After asking on StackOverflow, I was redirected here, so I'm reposting this question.
I am a PhD student in Computational Physics and I've started to study a bit of Neural Networks, and decided to try and use some of what I've learned for a problem I'm having. After some studying, I've understood how to build a Neural Network for my purpose, but I can't find relevant info about how to build a good Neural Network apart from the good old trial and error. Here I attach the NN I'm currently working with as an example, but my question applies to the general case of a (regression) neural network: is there some theory on why I should build an architecture instead of another one, what activator I should choose, why I should lower my learning rate and how much, why should my dropout rate be higher and how much, how much training data is enough, and all these sorts of things?
My NN takes as input a 2x7 array of real values in [0,1] and gives as output a single real value, and it looks like this:
model_cnn = Sequential()
model_cnn.add(Conv2D(32, (2, 2), activation='relu', input_shape=(2, 7, 1), padding='same', kernel_regularizer=keras.regularizers.l2(0.01)))
model_cnn.add(BatchNormalization())
model_cnn.add(Conv2D(64, (2, 2), activation='relu', kernel_regularizer=keras.regularizers.l2(0.01)))
model_cnn.add(BatchNormalization())
model_cnn.add(Flatten())
model_cnn.add(Dropout(0.5))
model_cnn.add(Dense(128, activation='relu', kernel_regularizer=keras.regularizers.l2(0.01)))
model_cnn.add(BatchNormalization())
model_cnn.add(Dropout(0.5))
model_cnn.add(Dense(64, activation='relu', kernel_regularizer=keras.regularizers.l2(0.01)))
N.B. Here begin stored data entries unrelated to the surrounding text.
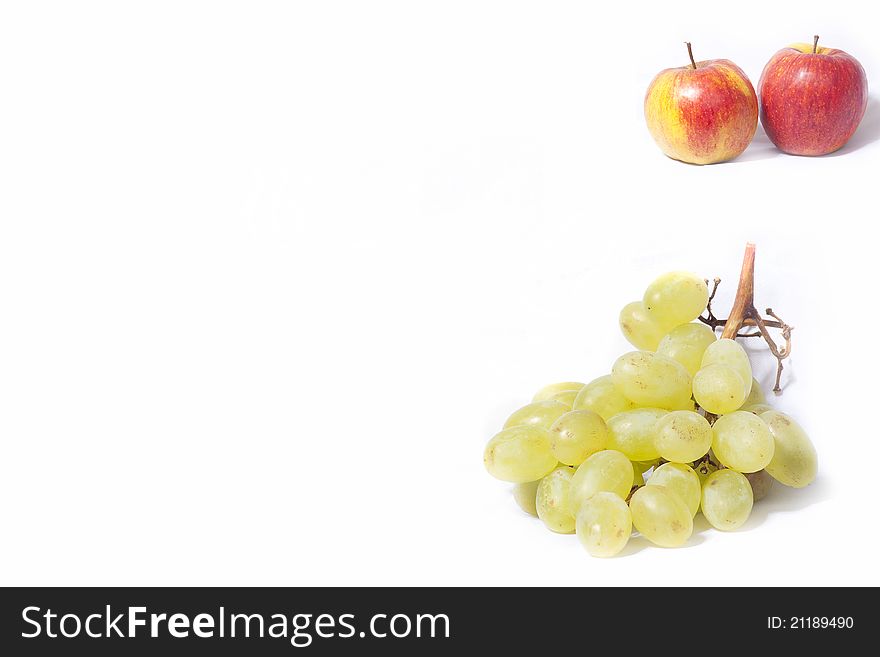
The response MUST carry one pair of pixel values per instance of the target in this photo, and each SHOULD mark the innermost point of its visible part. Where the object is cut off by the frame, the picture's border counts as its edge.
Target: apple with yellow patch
(702, 113)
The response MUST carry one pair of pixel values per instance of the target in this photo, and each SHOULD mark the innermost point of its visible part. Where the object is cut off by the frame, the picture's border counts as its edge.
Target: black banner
(406, 621)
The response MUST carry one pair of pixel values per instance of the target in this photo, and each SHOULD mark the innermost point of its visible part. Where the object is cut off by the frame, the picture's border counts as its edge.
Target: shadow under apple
(761, 148)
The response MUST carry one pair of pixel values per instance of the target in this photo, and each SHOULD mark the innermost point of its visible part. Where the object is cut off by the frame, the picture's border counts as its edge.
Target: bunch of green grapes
(677, 428)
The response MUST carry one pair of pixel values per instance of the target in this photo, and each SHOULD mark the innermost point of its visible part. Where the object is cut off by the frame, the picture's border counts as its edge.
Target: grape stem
(744, 313)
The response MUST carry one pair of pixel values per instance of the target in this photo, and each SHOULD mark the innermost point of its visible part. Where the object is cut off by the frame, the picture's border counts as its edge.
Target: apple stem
(744, 313)
(691, 54)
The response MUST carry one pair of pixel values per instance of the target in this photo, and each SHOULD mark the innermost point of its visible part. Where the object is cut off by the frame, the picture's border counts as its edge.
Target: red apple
(812, 98)
(702, 113)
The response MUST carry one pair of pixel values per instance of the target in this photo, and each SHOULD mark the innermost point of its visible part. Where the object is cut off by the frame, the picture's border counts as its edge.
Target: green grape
(727, 499)
(651, 380)
(577, 435)
(757, 409)
(685, 405)
(524, 495)
(729, 352)
(719, 389)
(548, 391)
(567, 397)
(761, 483)
(756, 395)
(600, 396)
(632, 433)
(520, 454)
(686, 344)
(794, 462)
(607, 470)
(537, 414)
(660, 516)
(641, 330)
(681, 480)
(682, 436)
(676, 297)
(604, 524)
(704, 469)
(640, 468)
(742, 441)
(553, 501)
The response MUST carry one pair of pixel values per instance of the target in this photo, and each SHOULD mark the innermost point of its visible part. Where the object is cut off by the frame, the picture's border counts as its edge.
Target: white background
(271, 274)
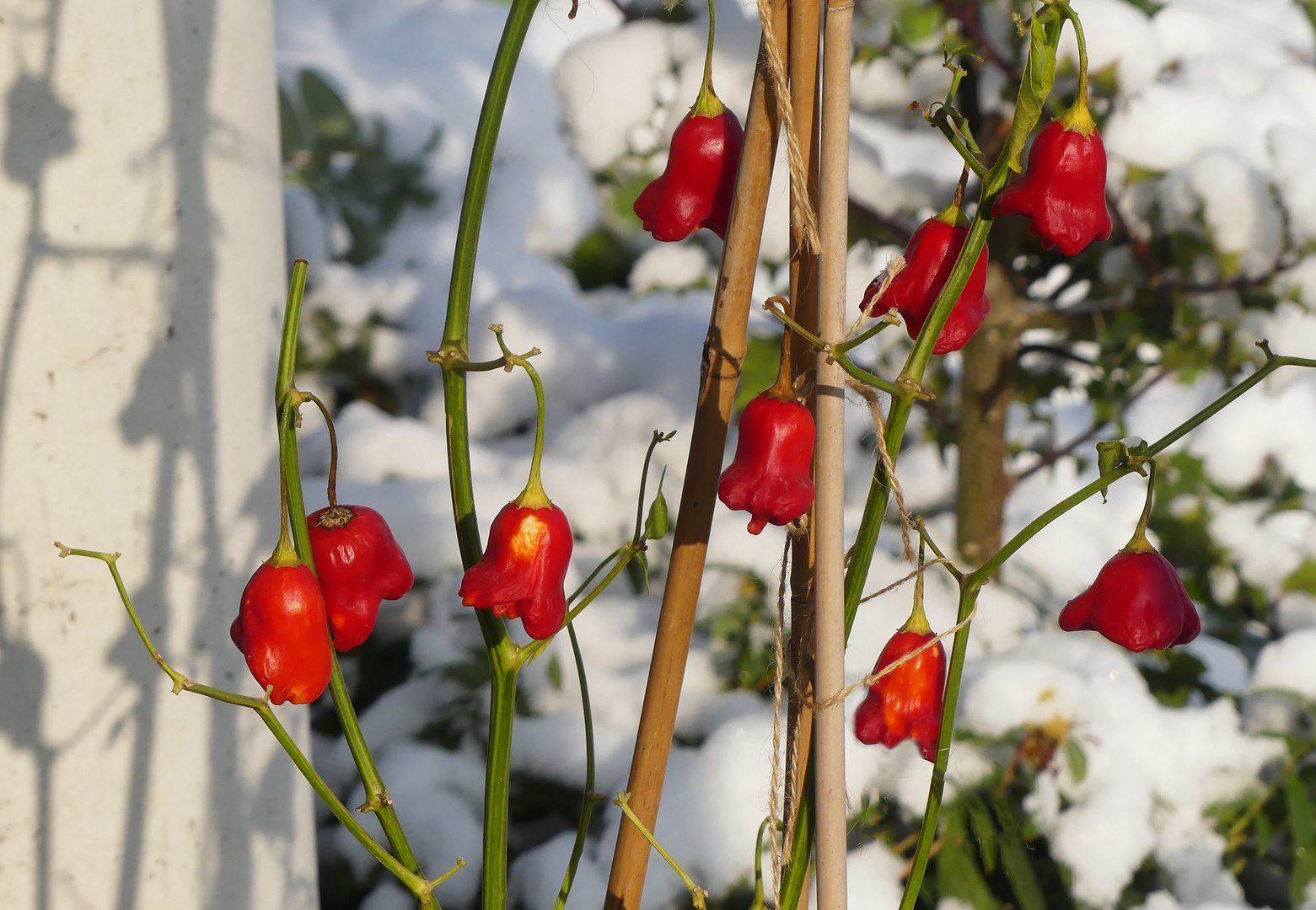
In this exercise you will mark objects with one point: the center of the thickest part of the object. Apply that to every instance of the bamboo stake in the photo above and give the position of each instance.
(830, 464)
(803, 62)
(724, 350)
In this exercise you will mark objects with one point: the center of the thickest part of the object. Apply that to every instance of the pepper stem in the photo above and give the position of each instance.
(954, 213)
(284, 554)
(533, 495)
(1140, 543)
(917, 621)
(707, 104)
(1078, 117)
(333, 448)
(783, 389)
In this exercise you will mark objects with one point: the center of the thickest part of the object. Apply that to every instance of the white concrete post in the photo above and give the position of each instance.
(141, 283)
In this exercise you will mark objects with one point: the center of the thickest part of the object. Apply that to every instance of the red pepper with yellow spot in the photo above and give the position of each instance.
(524, 567)
(696, 185)
(1064, 187)
(282, 629)
(928, 260)
(905, 704)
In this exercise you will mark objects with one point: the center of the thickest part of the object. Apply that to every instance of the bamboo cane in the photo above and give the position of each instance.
(830, 464)
(803, 62)
(724, 351)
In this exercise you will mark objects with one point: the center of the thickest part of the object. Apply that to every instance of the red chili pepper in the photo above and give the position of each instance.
(1064, 187)
(695, 190)
(524, 567)
(929, 258)
(1137, 602)
(359, 565)
(282, 629)
(770, 478)
(905, 704)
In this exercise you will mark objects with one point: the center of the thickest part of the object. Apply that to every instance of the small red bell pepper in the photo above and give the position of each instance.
(929, 258)
(282, 629)
(359, 565)
(1064, 187)
(905, 704)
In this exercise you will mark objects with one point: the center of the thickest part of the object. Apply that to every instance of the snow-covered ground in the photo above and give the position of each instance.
(1217, 95)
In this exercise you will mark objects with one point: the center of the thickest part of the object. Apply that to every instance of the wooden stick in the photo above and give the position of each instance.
(803, 61)
(724, 350)
(830, 463)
model_cnn.add(BatchNormalization())
model_cnn.add(Dense(1, activation='linear')) #linear for regression
def lr_schedule(epoch):
lr = 1e-3
if epoch > 50:
lr *= 0.1
if epoch > 100:
lr *= 0.1
return lr
lr_scheduler = keras.callbacks.LearningRateScheduler(lr_schedule)
early_stopping = keras.callbacks.EarlyStopping(monitor='val_loss',
patience=20,
restore_best_weights=True)
model_cnn.compile(loss='mean_squared_error',
optimizer=keras.optimizers.Adam(learning_rate=lr_schedule(0)),
metrics=['mean_absolute_error'])
nn_history = model_cnn.fit(X_train, y_train,
batch_size=64,
epochs=1000,
verbose=1,
validation_data=(X_val, y_val),
callbacks=[lr_scheduler, early_stopping])
This is the result of some adjustments, for example adding dropout and normalization, that I did just by feeling, without any actual knowledge of, for example, whether it is correct to put them in the above order. Again: I know I can just try to change it and see what happens, but I'm asking how (if there is a way!) to decide what are the plausible, if not the best, things to do.
As of now, the loss-vs-epoch looks like this:
Doesn't look too bad, but I would like the loss to converge to zero (or at least to a value closer to zero). How can I understand what things are "worth trying"?